Quest’ultimo, veneto di Cavallino, frazione del comune di Cavallino-Treporti nel veneziano, è alla sua prima vera esperienza in una prima squadra. Centravanti forte fisicamente e con un grande stacco di testa, in granata…mise a referto appena 6 partite. Questo per due motivi: la forte concorrenza interna (Hiden e anche Carapellese, che inframezzò la guida tencica dell’austriaco, gli preferirono Mariolino Rossi, Pino Adduci e gli stessi Fusco e Rambone) e un carattere non certo facile.

Enzo infatti litigò con Hiden proprio a causa dello scarso impiego e per questo venne messo fuori squadra a metà stipendio per un mese. Una sregolatezza che fu la prima “perla” del centravanti veneto da questo punto di vista. Alla Roma giocò due stagioni, dal 1966 al 1968. Decise un derby, siglando la prima delle sue 8 reti giallorosse, il 23 ottobre 1966. Punì il portiere laziale Cei con un preciso colpo di testa.
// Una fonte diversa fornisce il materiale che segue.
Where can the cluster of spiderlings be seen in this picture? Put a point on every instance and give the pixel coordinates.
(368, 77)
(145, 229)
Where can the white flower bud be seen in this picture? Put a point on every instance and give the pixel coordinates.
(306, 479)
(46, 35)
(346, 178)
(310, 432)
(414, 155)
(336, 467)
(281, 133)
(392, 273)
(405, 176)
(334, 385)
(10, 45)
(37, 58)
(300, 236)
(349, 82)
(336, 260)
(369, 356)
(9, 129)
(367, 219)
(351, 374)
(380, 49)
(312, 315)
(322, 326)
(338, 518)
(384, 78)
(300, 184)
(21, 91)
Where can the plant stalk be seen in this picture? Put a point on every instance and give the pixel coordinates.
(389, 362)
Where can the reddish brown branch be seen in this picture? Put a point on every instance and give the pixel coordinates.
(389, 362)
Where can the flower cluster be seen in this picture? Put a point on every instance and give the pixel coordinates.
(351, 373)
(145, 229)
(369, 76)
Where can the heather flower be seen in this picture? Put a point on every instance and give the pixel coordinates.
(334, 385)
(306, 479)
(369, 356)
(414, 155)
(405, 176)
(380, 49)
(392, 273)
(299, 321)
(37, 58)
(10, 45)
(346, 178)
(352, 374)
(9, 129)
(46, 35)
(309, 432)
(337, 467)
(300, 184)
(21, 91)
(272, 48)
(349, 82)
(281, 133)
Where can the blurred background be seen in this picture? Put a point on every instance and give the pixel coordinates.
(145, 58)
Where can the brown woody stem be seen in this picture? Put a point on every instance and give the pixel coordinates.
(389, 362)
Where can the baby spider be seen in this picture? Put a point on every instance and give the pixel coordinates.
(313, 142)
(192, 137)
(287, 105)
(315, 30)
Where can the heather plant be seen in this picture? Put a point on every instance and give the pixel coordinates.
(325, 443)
Ma fu contemporaneamente croce e delizia del tecnico della Roma, il mitico Oronzo Pugliese.

Il Mago di Turi, infatti, imponeva ai suoi calciatori, ogni sabato prima della partita, la visione del film “Il dottor Zivago”. Una sorta di corazzata Potemkin di fantozziana memoria ante litteram, insomma. Ed Enzo si ingegnava per fuggire dal cinema, sempre beccato e respinto dall’allenatore giallorosso.

Altra data da ricordare il 25 ottobre 1970. Enzo era in forza al Cesena e si accingeva a calciare un rigore nella sfida di campionato contro la Casertana. I romagnoli erano sul 3-0 a favore e, per vincere una scommessa con un compagno, l’attaccante calciò il rigore di tacco, cogliendo il palo. Manuzzi, presidente dei romagnoli, gli comminò una multa di 200000 lire e gli fece una reprimenda davanti a tutti. Enzo, per tutta risposta, sollevò Manuzzi di peso e lo pose in piedi sul tavolo “per guardarlo meglio“.

E poi, ai tempi della Roma, la liason con l’hostess Linda e un’annata intera a fare la linea Roma-New York e ritorno. Partenza domenica sera, ritorno l’indomani per essere presente all’allenamento e tanti saluti al jet-lag.

Una carriera pittoresca, partita da Salerno e che ha visto Enzo giocare con Tevere Roma, Roma, Mantova, Cesena, Napoli, Verona, Novara, Foggia, Reggina, Venezia, Omegna, Foggia e Biellese, squadra con cui appese le scarpette al chiodo nel 1983. Forte di 125 reti tra Serie A, B, C e D. E di 64 giornate di squalifica complessive, figlie di un carattere in campo non certo molle.

Ieri, il Covid-19 ce lo ha portato via all’età di 75 anni. Salerno e la Salernitana furono il suo trampolino di lancio. Peccato non averlo visto esultare almeno una volta in granata.